Sunday, April 26, 2015

Invention of Dravidian Race by Evangelists





Colonial administrators and evangelists were able to divide and rule the peoples of the Indian subcontinent, based on imaginary histories and racial myths – to the extent of inventing an entire race called 'Dravidians'.

British Colonial administrators, such as Francis Whyte Ellis and Alexander D. Campbell, studied the grammar of Tamil and Telugu and proposed that these languages might belong to a different languagefamily from other Indian languages. Another British administrator, Brian Houghton Hodgson, invented the term 'Tamulian' to refer to what he considered to be the non-Aryan indigenous population of India. While Ellis and Campbell proposed a linguistic theory, Hodgson had a race-based perspective.

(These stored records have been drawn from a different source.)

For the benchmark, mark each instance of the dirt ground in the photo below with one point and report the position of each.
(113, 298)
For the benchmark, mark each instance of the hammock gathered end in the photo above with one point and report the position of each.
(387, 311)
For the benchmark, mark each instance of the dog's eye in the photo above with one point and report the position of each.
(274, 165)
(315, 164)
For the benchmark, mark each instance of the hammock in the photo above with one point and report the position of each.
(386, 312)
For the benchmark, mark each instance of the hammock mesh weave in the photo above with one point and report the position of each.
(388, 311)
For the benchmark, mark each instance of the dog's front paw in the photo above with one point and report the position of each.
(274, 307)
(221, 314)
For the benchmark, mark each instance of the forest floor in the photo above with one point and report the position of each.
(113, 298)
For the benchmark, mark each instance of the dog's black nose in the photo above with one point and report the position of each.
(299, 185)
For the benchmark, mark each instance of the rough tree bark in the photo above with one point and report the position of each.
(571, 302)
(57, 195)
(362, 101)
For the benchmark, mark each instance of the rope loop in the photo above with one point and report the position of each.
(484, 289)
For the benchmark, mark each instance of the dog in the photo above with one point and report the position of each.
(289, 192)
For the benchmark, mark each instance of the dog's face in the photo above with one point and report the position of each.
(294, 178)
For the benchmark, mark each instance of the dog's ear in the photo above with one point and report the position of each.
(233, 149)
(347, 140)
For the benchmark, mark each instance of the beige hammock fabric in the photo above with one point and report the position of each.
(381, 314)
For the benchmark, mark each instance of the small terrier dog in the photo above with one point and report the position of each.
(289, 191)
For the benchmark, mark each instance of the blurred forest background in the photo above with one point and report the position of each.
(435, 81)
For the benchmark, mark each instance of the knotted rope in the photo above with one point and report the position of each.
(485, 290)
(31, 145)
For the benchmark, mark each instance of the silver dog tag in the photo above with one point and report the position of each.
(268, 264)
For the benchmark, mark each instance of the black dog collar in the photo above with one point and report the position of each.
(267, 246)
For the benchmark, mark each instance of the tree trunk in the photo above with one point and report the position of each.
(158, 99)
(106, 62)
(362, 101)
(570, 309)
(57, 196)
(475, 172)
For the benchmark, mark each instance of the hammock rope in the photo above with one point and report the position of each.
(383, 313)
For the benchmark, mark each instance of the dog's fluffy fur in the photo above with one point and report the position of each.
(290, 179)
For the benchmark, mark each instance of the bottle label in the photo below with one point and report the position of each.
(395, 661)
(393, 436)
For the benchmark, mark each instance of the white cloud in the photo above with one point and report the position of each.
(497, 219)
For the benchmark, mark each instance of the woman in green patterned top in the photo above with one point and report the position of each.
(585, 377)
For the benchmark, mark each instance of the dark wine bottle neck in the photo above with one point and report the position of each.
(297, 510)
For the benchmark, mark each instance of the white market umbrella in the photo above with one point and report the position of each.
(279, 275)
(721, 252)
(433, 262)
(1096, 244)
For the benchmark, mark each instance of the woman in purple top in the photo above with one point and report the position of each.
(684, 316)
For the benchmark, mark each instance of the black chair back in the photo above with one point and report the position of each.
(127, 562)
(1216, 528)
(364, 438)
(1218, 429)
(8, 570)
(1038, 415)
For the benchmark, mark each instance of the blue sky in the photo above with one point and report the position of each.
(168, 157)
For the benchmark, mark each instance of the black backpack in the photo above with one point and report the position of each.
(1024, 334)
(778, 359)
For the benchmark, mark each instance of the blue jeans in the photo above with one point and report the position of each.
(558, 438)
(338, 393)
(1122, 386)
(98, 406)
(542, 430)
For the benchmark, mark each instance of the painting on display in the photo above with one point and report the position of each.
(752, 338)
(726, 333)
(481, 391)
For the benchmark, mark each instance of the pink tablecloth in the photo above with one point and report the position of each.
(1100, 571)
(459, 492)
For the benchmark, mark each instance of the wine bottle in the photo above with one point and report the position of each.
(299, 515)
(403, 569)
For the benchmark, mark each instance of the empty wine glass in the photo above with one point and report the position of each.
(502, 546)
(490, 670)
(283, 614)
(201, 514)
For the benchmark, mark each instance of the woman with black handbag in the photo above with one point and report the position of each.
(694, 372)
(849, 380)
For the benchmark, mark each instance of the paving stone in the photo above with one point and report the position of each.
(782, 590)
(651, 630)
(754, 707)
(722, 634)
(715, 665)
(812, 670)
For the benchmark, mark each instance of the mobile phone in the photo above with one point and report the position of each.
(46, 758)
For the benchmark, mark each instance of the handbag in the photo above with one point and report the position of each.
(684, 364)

But the catalyst who is credited with the construction of the 'Dravidian race' was a missionary-scholar from the Anglican Church. His name was Bishop Robert Caldwell (1814–91), an evangelist for the Society for the Propagation of the Gospel, who combined the linguistic theory of Ellis with a strong racial narrative. He proposed the existence of the Dravidian race in his Comparative Grammar of the Dravidian Race, which enjoys extreme popularity with Dravidianists to this day. Bishop Caldwell proposed that the Dravidians were in India before the Aryans, but got cheated by the Brahmins, who were the cunning agents of the Aryan. He argued that the simple-minded Dravidians were kept in shackles by Aryans through the exploitation of religion. Thus, the Dravidians needed to be liberated by Europeans like him. He proposed the complete removal of Sanskrit words from Tamil. Once the Dravidian mind would be free of the superstitions imposed by Aryans, Christian evangelization would reap the souls of Dravidians.